The Meijer LPGA Classic has moved from useful major tune-up to genuinely live leaderboard, and that is exactly what this week needed.
Celine Borge, Yu Liu, Jing Yan and Celine Herbin were tied at three under par during the opening round at Blythefield Country Club, with a crowded chasing group one shot back. It is still early, and the first-round wave has not told the full story, but the shape of the leaderboard already gives the tournament some bite.
The event’s official scoring showed Borge three under through 12 holes, Liu three under through 10, Yan three under through nine and Herbin three under through eight. Behind them, Carlota Chacarra, Azahara Munoz, Rebecca Artis Smyth, In Gee Chun, Lilia Vu, Jodi Ewart Shadoff, Alena Sharp Uriell and Daniela Darquea were all at two under at different stages of their rounds.
A Crowded Board Is The Point
This is not a week that needs one runaway name to become relevant. In fact, the opposite is true. With the KPMG Women’s PGA Championship close enough to influence how every good round is read, the Meijer LPGA Classic becomes more valuable when it gives us a cluster of players showing form, composure and rhythm under tournament pressure.
ReadGolf had already looked at why the Meijer LPGA Classic has become more than a quiet major tune-up. Thursday’s early scoring backed that up. The first page of the board was not built around one obvious favourite. It was a mix of players trying to make the week mean something in its own right while also building towards a much bigger stage.
Borge’s name staying at the top after 12 holes gave the early wave a steady marker. Liu, Yan and Herbin ensured it did not become a one-player note. The group at two under made it feel properly competitive rather than merely tidy.
Vu Gives The Chasing Pack Weight
The presence of Lilia Vu at two under through 11 holes was particularly useful for the tournament. In a field where early leaders can sometimes feel detached from the broader championship conversation, Vu gives the chasing pack immediate credibility.
She was not alone in that. Munoz and Chun bring pedigree, Ewart Shadoff brings experience, and Chacarra’s place near the lead added a strong Spanish thread to the opening day. None of that decides the week, but it gives the round texture.
It also helps avoid turning the event into a single-player British lens. ReadGolf has already covered why Charley Hull’s Michigan week matters before the next major, but Thursday’s leaderboard showed the wider LPGA picture is just as interesting.
Why The Timing Matters
The calendar gives every solid round a little extra meaning. Players are not merely chasing a cheque or a trophy in Michigan. They are trying to sharpen competitive habits before the pressure rises again at Hazeltine.
That is why Thursday’s early movement is worth taking seriously without pretending it is decisive.
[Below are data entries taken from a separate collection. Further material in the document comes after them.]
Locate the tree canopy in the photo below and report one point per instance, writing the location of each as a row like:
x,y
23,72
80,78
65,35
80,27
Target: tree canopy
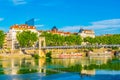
x,y
26,38
112,39
2,37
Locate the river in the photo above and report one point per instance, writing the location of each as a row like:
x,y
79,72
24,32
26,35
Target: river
x,y
59,69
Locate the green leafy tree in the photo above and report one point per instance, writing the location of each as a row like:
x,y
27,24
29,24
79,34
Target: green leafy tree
x,y
58,40
27,38
2,37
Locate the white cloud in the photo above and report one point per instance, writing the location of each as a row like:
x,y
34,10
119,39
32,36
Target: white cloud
x,y
40,25
112,24
18,2
1,19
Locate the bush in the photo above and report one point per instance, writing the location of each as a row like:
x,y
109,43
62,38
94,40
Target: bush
x,y
36,56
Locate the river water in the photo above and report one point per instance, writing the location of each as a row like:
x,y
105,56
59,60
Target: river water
x,y
59,69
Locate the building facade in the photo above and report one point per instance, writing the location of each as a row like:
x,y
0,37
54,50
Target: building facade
x,y
12,42
86,33
55,30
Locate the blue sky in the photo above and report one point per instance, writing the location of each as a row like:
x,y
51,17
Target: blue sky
x,y
103,16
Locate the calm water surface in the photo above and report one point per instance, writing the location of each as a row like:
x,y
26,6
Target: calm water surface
x,y
59,69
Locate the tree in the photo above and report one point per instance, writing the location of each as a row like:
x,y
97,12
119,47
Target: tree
x,y
2,37
27,38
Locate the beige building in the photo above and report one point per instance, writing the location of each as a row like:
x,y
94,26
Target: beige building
x,y
86,33
11,35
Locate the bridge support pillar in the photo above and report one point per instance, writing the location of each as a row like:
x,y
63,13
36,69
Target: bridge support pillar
x,y
41,44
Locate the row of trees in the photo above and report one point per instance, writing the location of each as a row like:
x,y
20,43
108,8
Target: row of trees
x,y
58,40
28,38
112,39
2,37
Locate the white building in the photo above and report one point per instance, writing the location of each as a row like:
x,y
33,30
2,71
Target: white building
x,y
86,33
11,35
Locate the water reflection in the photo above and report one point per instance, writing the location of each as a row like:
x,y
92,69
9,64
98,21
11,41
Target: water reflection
x,y
46,67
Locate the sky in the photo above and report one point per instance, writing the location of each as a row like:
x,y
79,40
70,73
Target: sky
x,y
102,16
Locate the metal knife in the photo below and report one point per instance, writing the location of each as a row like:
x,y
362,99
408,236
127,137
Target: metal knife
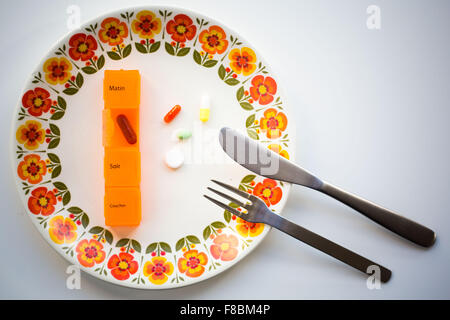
x,y
262,161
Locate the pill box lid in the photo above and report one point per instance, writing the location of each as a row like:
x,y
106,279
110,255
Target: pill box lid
x,y
121,89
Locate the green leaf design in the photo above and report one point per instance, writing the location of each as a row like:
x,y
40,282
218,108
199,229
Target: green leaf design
x,y
180,244
70,91
122,242
252,134
57,115
56,171
221,72
108,236
193,239
231,82
126,51
240,93
197,57
170,50
246,106
183,52
60,186
136,245
66,198
227,216
206,232
79,80
165,247
249,178
96,230
249,121
75,210
151,247
100,62
62,103
218,225
113,55
53,158
53,143
140,47
210,63
89,70
155,46
54,129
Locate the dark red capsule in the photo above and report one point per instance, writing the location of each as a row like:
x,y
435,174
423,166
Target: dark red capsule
x,y
127,129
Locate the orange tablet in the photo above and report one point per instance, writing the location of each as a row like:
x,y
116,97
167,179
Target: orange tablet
x,y
122,169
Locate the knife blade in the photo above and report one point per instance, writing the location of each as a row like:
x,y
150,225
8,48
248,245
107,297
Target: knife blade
x,y
257,158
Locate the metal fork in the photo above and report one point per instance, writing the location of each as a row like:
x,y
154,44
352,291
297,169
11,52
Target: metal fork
x,y
258,212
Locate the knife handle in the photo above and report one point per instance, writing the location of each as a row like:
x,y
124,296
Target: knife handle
x,y
398,224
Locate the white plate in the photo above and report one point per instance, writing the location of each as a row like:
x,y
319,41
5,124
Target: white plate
x,y
58,153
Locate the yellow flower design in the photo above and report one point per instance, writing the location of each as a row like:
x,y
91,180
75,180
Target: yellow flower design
x,y
242,61
62,230
31,134
57,70
158,270
247,229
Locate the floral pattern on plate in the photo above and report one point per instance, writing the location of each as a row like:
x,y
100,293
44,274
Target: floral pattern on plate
x,y
144,31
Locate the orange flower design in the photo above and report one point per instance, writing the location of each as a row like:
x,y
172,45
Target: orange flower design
x,y
122,265
224,247
214,40
269,191
248,229
113,31
42,201
181,28
277,148
62,230
57,70
192,263
273,123
263,89
32,168
242,61
82,47
37,101
30,134
90,252
146,24
158,270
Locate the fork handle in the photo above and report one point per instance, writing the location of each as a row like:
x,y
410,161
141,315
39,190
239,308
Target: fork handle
x,y
329,247
398,224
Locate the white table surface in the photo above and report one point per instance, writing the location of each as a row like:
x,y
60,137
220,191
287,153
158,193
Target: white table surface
x,y
371,110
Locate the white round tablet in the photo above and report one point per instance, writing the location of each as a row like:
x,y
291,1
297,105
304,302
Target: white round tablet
x,y
174,158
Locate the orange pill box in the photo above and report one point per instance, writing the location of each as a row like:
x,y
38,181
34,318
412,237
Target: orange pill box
x,y
122,168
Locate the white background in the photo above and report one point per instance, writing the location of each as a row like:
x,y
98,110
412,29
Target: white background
x,y
371,111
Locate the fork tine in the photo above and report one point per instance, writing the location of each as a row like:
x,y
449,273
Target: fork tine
x,y
227,197
235,190
224,206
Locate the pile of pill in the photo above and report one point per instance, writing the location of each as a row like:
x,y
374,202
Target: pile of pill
x,y
174,158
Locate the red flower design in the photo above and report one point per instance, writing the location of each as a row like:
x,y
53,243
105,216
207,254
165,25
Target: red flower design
x,y
269,191
263,89
82,46
122,266
37,101
181,28
42,201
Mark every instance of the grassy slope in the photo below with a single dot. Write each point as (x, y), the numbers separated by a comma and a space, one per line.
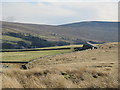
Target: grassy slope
(99, 31)
(30, 55)
(86, 69)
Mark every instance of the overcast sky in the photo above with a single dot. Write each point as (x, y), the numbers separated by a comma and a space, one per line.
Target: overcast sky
(55, 12)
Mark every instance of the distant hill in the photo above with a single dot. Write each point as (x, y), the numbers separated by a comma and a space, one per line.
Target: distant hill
(76, 33)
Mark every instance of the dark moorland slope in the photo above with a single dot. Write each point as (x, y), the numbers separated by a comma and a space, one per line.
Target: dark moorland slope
(76, 33)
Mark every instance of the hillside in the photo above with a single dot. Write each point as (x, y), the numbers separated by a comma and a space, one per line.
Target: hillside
(23, 35)
(92, 30)
(96, 68)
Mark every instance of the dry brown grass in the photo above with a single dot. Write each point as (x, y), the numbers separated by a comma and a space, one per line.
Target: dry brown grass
(86, 69)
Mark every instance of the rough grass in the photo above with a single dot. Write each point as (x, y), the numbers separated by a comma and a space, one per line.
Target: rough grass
(29, 55)
(59, 77)
(85, 69)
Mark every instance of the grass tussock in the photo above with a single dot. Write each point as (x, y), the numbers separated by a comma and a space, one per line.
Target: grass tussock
(58, 78)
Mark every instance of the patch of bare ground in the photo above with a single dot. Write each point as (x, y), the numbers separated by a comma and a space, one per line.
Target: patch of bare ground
(96, 68)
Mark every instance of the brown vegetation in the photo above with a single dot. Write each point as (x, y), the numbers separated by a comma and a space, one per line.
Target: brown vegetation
(85, 69)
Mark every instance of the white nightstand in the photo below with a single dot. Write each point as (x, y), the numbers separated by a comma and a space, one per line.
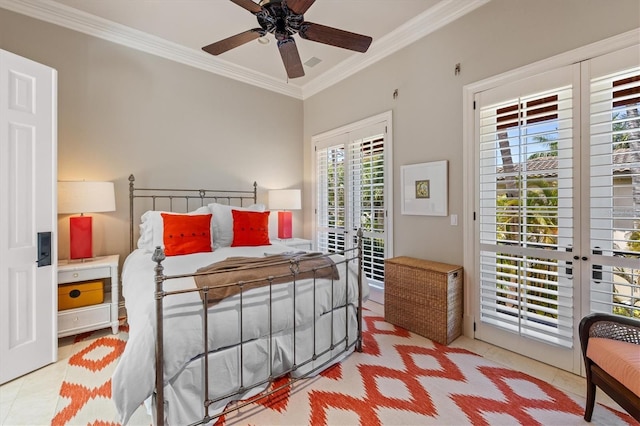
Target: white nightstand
(300, 243)
(92, 317)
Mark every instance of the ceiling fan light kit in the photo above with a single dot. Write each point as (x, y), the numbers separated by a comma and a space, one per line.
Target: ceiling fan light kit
(283, 19)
The Meijer LPGA Classic has already produced one ReadGolf snapshot of an event asking the right early questions. The newer leaderboard makes those questions sharper: who can keep moving, who can turn a good first nine into a complete round, and who is quietly building major form at exactly the right time?
The answer will take four days. The first clue is that Blythefield has given the LPGA something better than a flat opening: a leaderboard with enough names, enough movement and enough consequence to keep watching.